En élargissant le champ de vos recherches, vous trouvez un nombre limité de bateaux qui vous permettent d’explorer en toute sécurité les mêmes territoires éloignés. Ils ne sont plus tout à fait un camp de base, mais davantage un yacht capable de vous emmener en toute sécurité sur les routes les moins fréquentées. Des yachts au moyen desquels un couple, une famille ou un groupe d’amis peuvent élargir leurs horizons en toute sécurité et confort, avec l’avantage par rapport notamment à un navire armé pour le tourisme en zone polaire, de pouvoir s’affranchir des contraintes commerciales liées à l’attente d’une fenêtre météo favorable.

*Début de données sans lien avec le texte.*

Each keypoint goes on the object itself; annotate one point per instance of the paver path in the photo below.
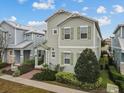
(30, 74)
(42, 85)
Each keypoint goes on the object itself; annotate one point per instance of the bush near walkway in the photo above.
(2, 65)
(46, 74)
(116, 77)
(25, 68)
(71, 79)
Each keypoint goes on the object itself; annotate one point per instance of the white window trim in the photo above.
(64, 58)
(86, 32)
(53, 31)
(69, 32)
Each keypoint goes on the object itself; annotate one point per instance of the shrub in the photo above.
(114, 75)
(87, 68)
(67, 78)
(2, 65)
(90, 86)
(121, 85)
(45, 75)
(25, 68)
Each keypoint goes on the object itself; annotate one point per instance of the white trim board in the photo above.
(75, 47)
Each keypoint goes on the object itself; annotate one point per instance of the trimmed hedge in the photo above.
(67, 78)
(25, 68)
(2, 65)
(45, 75)
(70, 78)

Une investigation encore plus poussée vous conduira éventuellement vers le domaine des bateaux de production en plastique, conçus pour coexister avec l’environnement des marinas. Une approche combinée qui a généré une famille de bateaux pleins de couchettes, dotés de réservoirs aux capacité limitées, avec des caractéristiques minimales en termes d’amarrage et de sécurité. Ces bateaux, qui remplissent admirablement leur fonction, devraient rester au ponton dès que surgit le mauvais temps, même modéré. Ils ne méritent certainement pas de répondre à la définition, même la plus large, de bateau d’expédition : ils peuvent donc être directement éliminés en raison de leur incapacité à permettre de longues périodes de navigation en parfaite autonomie.

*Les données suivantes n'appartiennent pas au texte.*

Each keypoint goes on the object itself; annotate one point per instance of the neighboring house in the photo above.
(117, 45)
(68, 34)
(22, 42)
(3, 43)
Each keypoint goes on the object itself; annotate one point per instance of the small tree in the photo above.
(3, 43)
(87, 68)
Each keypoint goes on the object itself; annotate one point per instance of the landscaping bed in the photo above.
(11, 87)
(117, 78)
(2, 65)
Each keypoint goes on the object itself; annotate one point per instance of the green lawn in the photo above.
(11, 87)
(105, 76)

Des fondamentaux de construction
Pour obtenir le label expédition, un bateau doit être de construction robuste, peu importe qu’il soit en acier ou en aluminium. Il doit comporter des cloisons étanches à chaque extrémité. Il doit être bien isolé et avoir un double vitrage, ainsi qu’un système de chauffage efficace. Ce bateau doit être doté d’un système de propulsion capable de le faire avancer par mer agitée pendant une longue période. Son gréement doit être solide et son plan de voilure simple et fiable, avec une attention particulière aux conditions ventées. Le cockpit doit être protégé et il doit y avoir un excellent système d’ancrage. Chaque aspect du bateau doit être conçu et construit dans une logique de redondance.

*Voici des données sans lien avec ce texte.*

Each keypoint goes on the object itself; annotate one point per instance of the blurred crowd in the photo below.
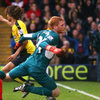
(82, 21)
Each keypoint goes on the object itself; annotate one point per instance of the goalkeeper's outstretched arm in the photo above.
(28, 37)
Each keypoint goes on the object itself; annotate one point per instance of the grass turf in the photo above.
(90, 87)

À mon avis, il n’y a qu’un petit nombre de bateaux qui correspondent à ce cahier des charges, et il est difficile de faire le bon choix parmi eux. Plutôt que d’écouter ses sentiments, il est beaucoup plus sûr de s’asseoir et de définir réellement l’étendue de l’aventure que l’on souhaite entreprendre. Seule une identification claire et impartiale de vos aspirations vous permettra de trouver le bateau qui vous convient, qu’il fasse ou non partie de la catégorie expédition. Car le propre des voiliers quels qu’ils soient est d’être des facilitateurs d’aventures. N’oubliez pas qu’un débutant peut retirer d’une traversée de la Manche les mêmes défis et les mêmes gratifications qu’un navigateur expérimenté le ferait d’une transatlantique.
Bien savoir ce que l’on recherche
La question de l’adéquation entre choix du bateau et type d’aventure envisagé peut être illustrée par notre prochain bateau. Des circonstances familiales changeantes nous ont obligés ma femme Tracey et moi à réduire la portée de notre zone de croisière, initialement conçue comme planétaire – c’est pourquoi nous avons vendu notre merveilleux Garcia Exploration 45 “Pearl of Penzance”. Devant à l’avenir rester plus près de chez nous, notre prochaine aventure consistera à explorer la côte, les littoraux, les rivières et les canaux d’Europe. Nous avons donc conçu un bateau de 32 pieds en contreplaqué epoxy qui s’appellera “Oddity”. Bien qu’il soit capable de naviguer en mer, on pourra rapidement abaisser son mât, ce qui en fera un bateau fluvial capable de négocier des ponts à faible tirant d’air. Il est équipé d’un sabot métallique de 10 mm pour protéger la quille, de sorte que s’il est pris par l’hiver dans une zone reculée, il peut sans crainte être traîné à terre derrière un tracteur.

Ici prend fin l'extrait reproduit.